9.2. General Modified Surface Analysis

Modifying surfaces are more frequently used, especially those possessing carbohydrates (glycans) as a modification. Glycomics-based modifications have a lot of biomedical applications, like functional biomaterials or glycan-based biosensors. Carbohydrates are taking part in many biological processes. As it was mentioned, ToF-SIMS is a surface-sensitive technique, suitable for probing molecular composition at the surface of biomaterials. This feature was used by the Bolles et al. group with printed glycan microarrays surface, which was analyzed by ToF-SIMS imaging and Surface Plasmon Resonance imaging (SPRi) [107]. They used a microarray platform with located carbohydrate modifications. The use of those two techniques allowed us to examine glycoarray surface chemistries and bioactivity. ToF-SIMS was used to analyze individual spots on the arrays. During analysis, it was demonstrated that some molecules can be analyzed by ToF-SIMS, in the meantime being invisible in SPRi. The study provides that ToF-SIMS is relevant for the chemical characterization of modified surfaces [107].
The functionalization of nanoparticles enables the adjustment of interactions between them and the surrounding environment, which leads to obtaining nanostructured materials with a wide range of applications and, at the same time, gaining unique properties. Nanoparticles conjugated to biomolecules that can be used for biomimetics, targeted delivery or biosensing, are a key aspect in the design of new biomaterials. Shell cross-linked nanoparticles (SCK) are a group of polymeric nanostructured materials containing a hydrophobic core domain and a hydrophilic shell layer. Because they create stable nanoscale biocompatible scaffolds, they are a good starting point for further research and modifications [108]. In subsequent studies, biosynthetic hybrid multilayer structures composed of biotinylated nanoparticles with a cross-linked coating (SCK) on the streptavidin/biotin self-assembled monolayers (SAM) surface were built.

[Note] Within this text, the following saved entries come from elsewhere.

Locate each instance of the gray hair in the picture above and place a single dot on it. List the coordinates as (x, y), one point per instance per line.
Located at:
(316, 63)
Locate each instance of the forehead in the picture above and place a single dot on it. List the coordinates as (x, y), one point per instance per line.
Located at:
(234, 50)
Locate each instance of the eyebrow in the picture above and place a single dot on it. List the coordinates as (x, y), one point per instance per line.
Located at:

At each stage of assembly, the chemistry and structure of the construct were monitored using a combination of ToF-SIMS (in positive and negative ion modes) and other imaging techniques. Prior to biotinylation, the ToF-SIMS images showed a uniform distribution of low ion intensities derived from SC5H11+, characteristic of self-assembled monolayers (SAM). After biotinylation, higher intensities of ions were observed, including C4H9O2N+, a characteristic fragment of biotinylated etylene glycol EG6COOH SAM. The data obtained have shown streptavidin absorption on the surface, mainly in biotin-rich areas. Moreover, surface-immobilized streptavidin was bioavailable and able to bind biotinylated SCKs. However, fluorescence microscopy images indicate that the biotinylated SAMs were not fully coated with streptavidin. In addition, biotinylated SCKs were shown to be significantly deformed as their cross-sectional diameter increased. The studies showed that functionalized SCKs can be used to investigate the factors controlling the adsorption of biomolecules on various functionalized surfaces [109].

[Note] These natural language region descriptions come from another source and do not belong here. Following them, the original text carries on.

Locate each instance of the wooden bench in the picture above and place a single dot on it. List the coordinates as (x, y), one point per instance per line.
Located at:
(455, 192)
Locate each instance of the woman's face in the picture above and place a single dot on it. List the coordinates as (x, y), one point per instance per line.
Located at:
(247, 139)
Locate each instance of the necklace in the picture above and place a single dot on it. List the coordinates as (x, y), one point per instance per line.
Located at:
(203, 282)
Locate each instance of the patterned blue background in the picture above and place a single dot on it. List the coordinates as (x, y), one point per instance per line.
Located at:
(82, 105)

The key aspect of good biointegration of an implant is the surface properties. Many biomaterials are porous, presenting analytical challenges compared to solid materials. The aim of the surface modification to receive a highly porous, fully fluorinated polymer substrate, so-called expanded poly(tetrafluoroethylene) (ePTFE), is to improve the biocompatibility and bioavailability of its surface which may lead to better biointegration. A number of specific modifications were used for this purpose. Graft copolymerization (induced by gamma irradiation) was performed using monoacryloxyethyl phosphate (MAEP) and methacryloxyethyl phosphate (MOEP) monomers in different solvent systems (methanol, water, methyl ethyl ketone and their mixtures). Detailed analysis of the grafted ePTFE membranes was obtained using various imaging techniques. Based on the received results, it was found that the copolymer penetration depth depends on the monomer, its concentration, the solvent used and the method of sample preparation. ToF-SIMS imaging was used to explore a 200 μm2 surface with a spatial resolution of ~120 nm. High-intensity ions were chosen for surface mapping. The F ion was used to represent the presence of the fluoropolymer substrate, while the PO3 fragment was used to represent the grafted copolymer. By ToF-SIMS imaging, it was confirmed that the presence of graft copolymer was observed for all grafting modifications, especially in the fibrous regions of the membrane. This observation was most pronounced for samples with the MOEP in methyl ethyl ketone as the solvent. For samples grafted with MAEP monomers in methanol, the grafted copolymer was observed in all areas of the membrane. The combination of both techniques: ToF-SIMS imaging and microattenuated total reflectance Fourier transfer infrared (μ-ATR-FTIR) mapping provides the comprehensive information required to control the lateral distribution in the ePTFE substrate. Controlling the transverse distribution and penetration depth of the graft copolymer allows for the controlled production of bioactive ePTFE as a material that builds medical implants [110].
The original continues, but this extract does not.